Meditation provided yet another key element that propelled Angie toward a full recovery.
“I was heavily medicated by psychiatry, and it made me worse, but I didn’t know it at the time,” Angie said. “It took me 13 years, but I finally weaned off of everything. I was on 17 medications, and now I’m on zero. I feel like I would have saved a lot of years if I would have just practiced meditation and mindfulness. Healing from depression and PTSD involves more than just taking a pill.”
Eventually, WWP asked Angie to become a peer mentor. Once she overcame her initial hesitance, it came very naturally. She also formed a veterans group when she went to St. Charles Community College because she recognized the importance of an outlet for veterans to bond with each other.
“The veterans groups helped me stay engaged and connect with like-minded people,” Angie said. “When there wasn’t a veterans group at my college, I felt a void. Sometimes you have to fill a gap if you see it, so that’s what I noticed and filled.”
That is only one of many examples of how Angie has used the leadership skills she honed in the military to enrich her civilian life. Angie is almost done with her bachelor’s degree in psychology now and plans to pursue her master’s in social work next so she can assist veterans with PTSD, traumatic brain injury (TBI), addiction, and recovery.
“Healing is not easy,” she said. Once upon a time, those words would have been uttered warily; now, there is triumph. “I’ve come a long way and walked through a lot of fear, and I’m just looking forward to that next chapter where I can help people.”

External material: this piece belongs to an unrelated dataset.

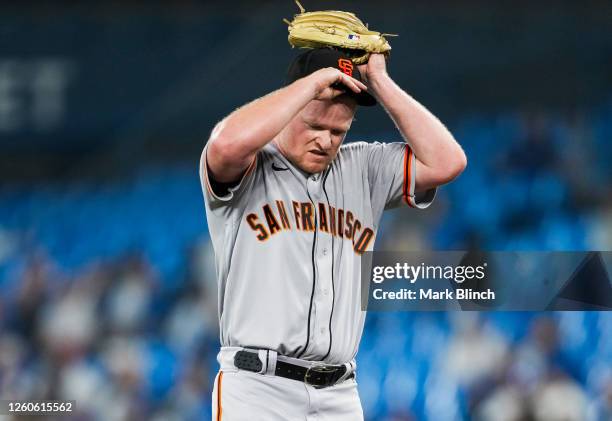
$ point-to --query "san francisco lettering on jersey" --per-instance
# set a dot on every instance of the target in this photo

Angie has already helped a lot of people and has been an example to many, and that’s why she won the WWP George C. Lang Award for Courage in 2015. She was surprised that she was the recipient.
“When they told me, I felt there was no way I deserved that. WWP said I was always helping people, but that’s just who I am and what I do,” she explained tearfully. “It was a big thank you for being who I am. I’m not 100 percent healed or perfect, but that word ‘courage’ is imprinted on my life.”
The George C. Lang Award is given to someone who exemplifies humility and advocates passionately behind the scenes for all service members – especially those with both visible and invisible wounds.
“We are so resilient,” Angie said. “Our spirit is stronger than we think it is. We are all warriors, and that is just who we are, whether we are on the battlefield, or at home trying to heal.”